7. Evaluate board or committee recordkeeping practices. Minutes should be taken at every board or committee meeting called to discuss the crisis. Minutes should create a comprehensive record of the board’s diligence and oversight, but reflect an understanding that the minutes may be subject to discovery by adverse parties. The minutes should demonstrate the full scope of information received and topics discussed by the board, including both “good news” and challenges. Note in minutes that the board engaged in active discussions on the topics presented in order to avoid inadvertently drafting minutes that make it appear that directors were passive recipients of information. Where possible, discussions of risk management and compliance should occur at the full board or appropriate committee level rather than in executive sessions, when a formal record of such matters will often not be taken.
8. Understand what documents create your record. Board minutes and materials included with the minutes (such as management presentations) may be available to stockholders making books and records demands under Delaware law, which requests often precede litigation and may form the substantive basis for a potential derivative lawsuit. Delaware courts have recently expanded the scope and type of documents stockholders can receive under these requests. For example, emails and text messages between directors (even from personal devices) and informal director notes taken during board meetings have been required to be produced as corporate records. Therefore, boards should exercise caution when using electronic communications and taking informal notes during meetings.

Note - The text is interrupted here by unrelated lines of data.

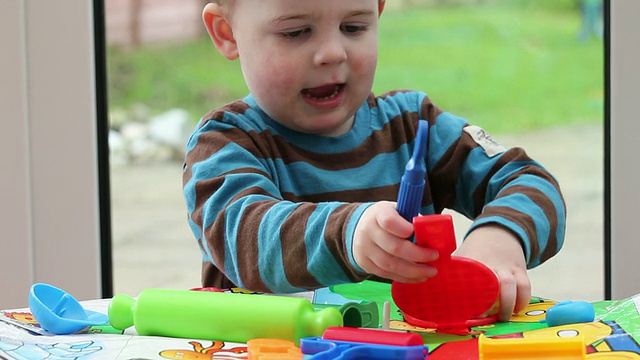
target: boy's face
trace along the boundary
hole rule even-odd
[[[234,0],[228,20],[267,114],[305,133],[349,131],[373,84],[377,0]]]

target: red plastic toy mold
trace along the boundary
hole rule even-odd
[[[498,315],[487,313],[498,301],[498,277],[478,261],[451,255],[456,248],[451,215],[416,216],[413,227],[416,243],[438,250],[440,257],[430,263],[438,269],[433,278],[415,284],[391,284],[391,295],[405,320],[456,334],[496,322]]]

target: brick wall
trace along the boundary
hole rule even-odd
[[[201,36],[205,33],[201,20],[205,3],[205,0],[105,0],[107,42],[135,46]]]

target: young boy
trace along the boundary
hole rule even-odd
[[[420,282],[438,254],[396,211],[418,121],[429,123],[421,213],[475,220],[457,255],[500,280],[500,318],[529,302],[527,268],[555,255],[565,205],[521,149],[423,93],[375,97],[384,0],[220,0],[204,23],[250,94],[211,111],[187,148],[184,194],[204,286],[296,292],[364,279]],[[400,55],[401,56],[401,55]]]

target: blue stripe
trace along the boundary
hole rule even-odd
[[[284,175],[279,176],[278,187],[282,192],[303,196],[395,185],[400,181],[408,160],[406,149],[405,145],[398,153],[380,154],[361,167],[337,171],[319,169],[306,162],[285,165],[282,160],[277,160],[278,173]]]
[[[522,239],[522,245],[524,246],[525,259],[527,261],[527,264],[529,264],[527,267],[530,269],[537,265],[537,264],[531,263],[531,245],[530,245],[529,237],[527,236],[527,232],[524,231],[524,229],[520,227],[520,225],[514,223],[511,220],[505,219],[500,216],[489,216],[486,218],[482,218],[474,222],[473,224],[471,224],[471,226],[469,227],[469,230],[467,231],[467,234],[465,235],[465,238],[474,229],[485,224],[500,224],[506,227],[507,229],[513,231],[520,239]]]
[[[467,121],[450,113],[442,113],[429,127],[429,168],[433,168],[451,145],[460,139]]]
[[[304,243],[307,248],[308,268],[311,275],[323,285],[334,285],[338,282],[349,281],[340,264],[329,251],[326,241],[324,241],[324,230],[327,226],[329,214],[341,205],[340,203],[322,203],[311,214],[307,222]],[[359,218],[359,215],[356,217]],[[352,217],[351,223],[353,222]],[[347,245],[348,253],[351,253],[350,249],[349,245]]]
[[[258,231],[258,271],[260,278],[269,289],[278,292],[297,292],[303,289],[293,287],[284,271],[282,243],[280,242],[281,221],[265,221],[265,219],[286,219],[299,204],[280,202],[270,208],[264,215]]]

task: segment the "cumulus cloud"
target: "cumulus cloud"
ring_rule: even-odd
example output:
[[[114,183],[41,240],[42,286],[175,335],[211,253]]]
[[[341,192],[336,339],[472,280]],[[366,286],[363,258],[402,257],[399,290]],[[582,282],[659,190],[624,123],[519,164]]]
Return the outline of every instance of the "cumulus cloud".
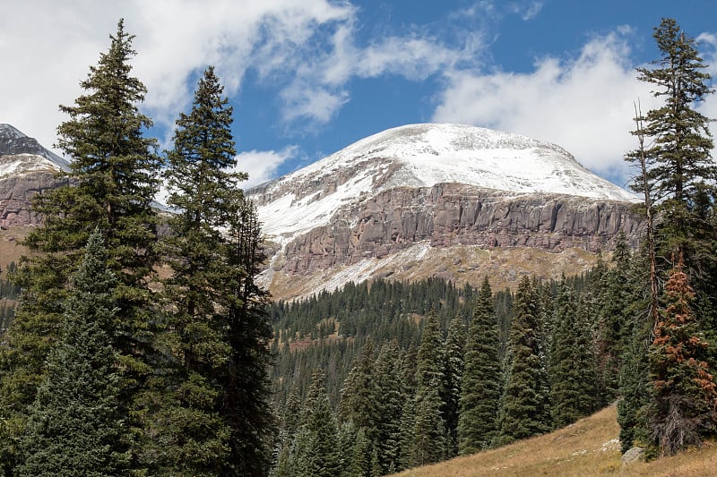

9. Monitor liquidity and solvency. If the crisis creates liquidity concerns, the board should develop a plan for regular updates on the company’s liquidity and capital resources. For example, the board may request regular briefings on the company’s cash position, burn rate, outstanding indebtedness, borrowing capacity and compliance with financial covenants. The board may also want to review the company’s cash conservation plans, including dividend coverage and share repurchase activity, as well as compensation plans. Be mindful of the need to engage restructuring and insolvency advisors before it is too late.
10. Lean on advisors. Involve legal counsel and other appropriate advisors or technical experts early in the process. Depending on the nature of the crisis, it may be necessary to have independent advisors or experts reporting directly to the board or a committee rather than to management.